Cette courte distance leur parut plus longue et plus pénible que l’ascension du matin. Valleroy découvrit que chaque muscle lui faisait mal et que ses membres tremblaient de fatigue par l’effort. Finalement, la main ferme de Klyd l’aida à franchir la dernière paroi de rocher et il s’écroula sur la surface lisse dans un dernier rayon de soleil.

Sans le médiateur, Valleroy savait qu’il se serait endormi là, quitte à mourir gelé pendant la nuit. Mais il ne pouvait pas abandonner alors que Klyd refusait de montrer le moindre signe de fatigue. En grinçant des dents, il se mit sur ses pieds.

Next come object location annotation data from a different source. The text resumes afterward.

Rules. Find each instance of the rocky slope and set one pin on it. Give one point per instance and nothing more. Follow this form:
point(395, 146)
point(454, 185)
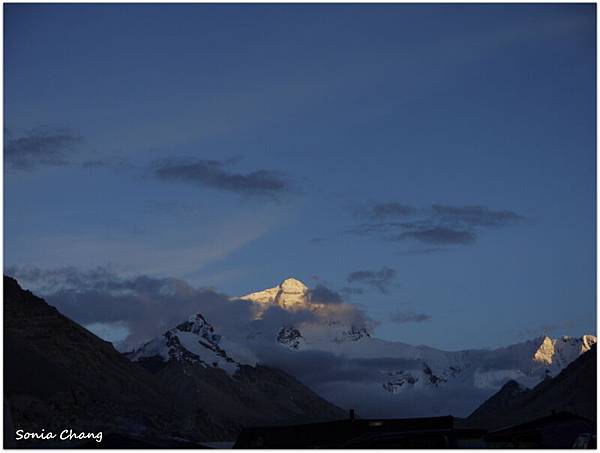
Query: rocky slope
point(59, 375)
point(206, 370)
point(402, 370)
point(572, 390)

Ils allaient avoir besoin de bois pour le feu et pour sécher leurs vêtements.

Après avoir déposé les pommes à l’intérieur de la caverne, Klyd constata :

– Nous sommes en pleine période de chance. Aucun occupant récent qui puisse nous disputer notre refuge et des feuilles mortes pour l’allumage du feu ! Tu prépares le foyer et je vais chercher du bois.

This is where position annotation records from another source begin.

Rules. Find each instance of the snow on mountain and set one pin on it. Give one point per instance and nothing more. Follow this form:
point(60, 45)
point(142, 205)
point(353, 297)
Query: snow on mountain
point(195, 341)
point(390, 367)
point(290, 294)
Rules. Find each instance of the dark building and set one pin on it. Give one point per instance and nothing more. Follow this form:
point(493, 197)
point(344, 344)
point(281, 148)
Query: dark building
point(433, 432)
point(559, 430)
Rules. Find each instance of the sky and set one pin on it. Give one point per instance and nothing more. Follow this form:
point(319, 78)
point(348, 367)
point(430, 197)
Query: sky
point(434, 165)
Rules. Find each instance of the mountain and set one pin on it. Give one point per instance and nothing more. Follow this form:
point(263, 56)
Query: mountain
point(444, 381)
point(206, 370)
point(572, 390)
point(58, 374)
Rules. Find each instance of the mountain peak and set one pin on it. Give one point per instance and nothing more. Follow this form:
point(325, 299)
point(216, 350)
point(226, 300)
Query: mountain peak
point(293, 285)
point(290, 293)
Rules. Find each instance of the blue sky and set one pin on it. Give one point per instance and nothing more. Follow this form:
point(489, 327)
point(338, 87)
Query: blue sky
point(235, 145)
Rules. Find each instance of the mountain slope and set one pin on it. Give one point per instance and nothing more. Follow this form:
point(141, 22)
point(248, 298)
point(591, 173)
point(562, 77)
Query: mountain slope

– Non. Valleroy secoua opiniâtrement la tête. Tu seras bientôt en manque. Epargne tes forces. Je m’en charge.

Avec une grimace d’amusement poliment réprimée, Klyd s’appuya contre un rocher, tandis que Valleroy esquissait quelques pas vacillants vers un buisson proche. Ses jambes flageolantes se dérobèrent sous lui. Il tomba la tête la première. Avant que sa tête ne heurtât le sol, le médiateur était là, amortissant sa chute.

– Cela, Naztehr, coûte plus de selyn que d’aller chercher moi-même du bois ! Pour pouvoir me déplacer aussi vite, j’ai dû augmenter le taux de consommation de selyn de sept fois environ.

Furieux, Valleroy s’agenouilla.

– Tu n’avais pas à augmenter pour me sauver ! Je ne suis pas si maladroit !

– Nous ne pouvons pas nous permettre d’être blessés. Ta sécurité est aussi importante pour moi que la tienne propre. À présent, veux-tu installer le feu ? La prochaine fois, tu plongeras la tête la première et l’on n’entendra plus jamais parler de toi !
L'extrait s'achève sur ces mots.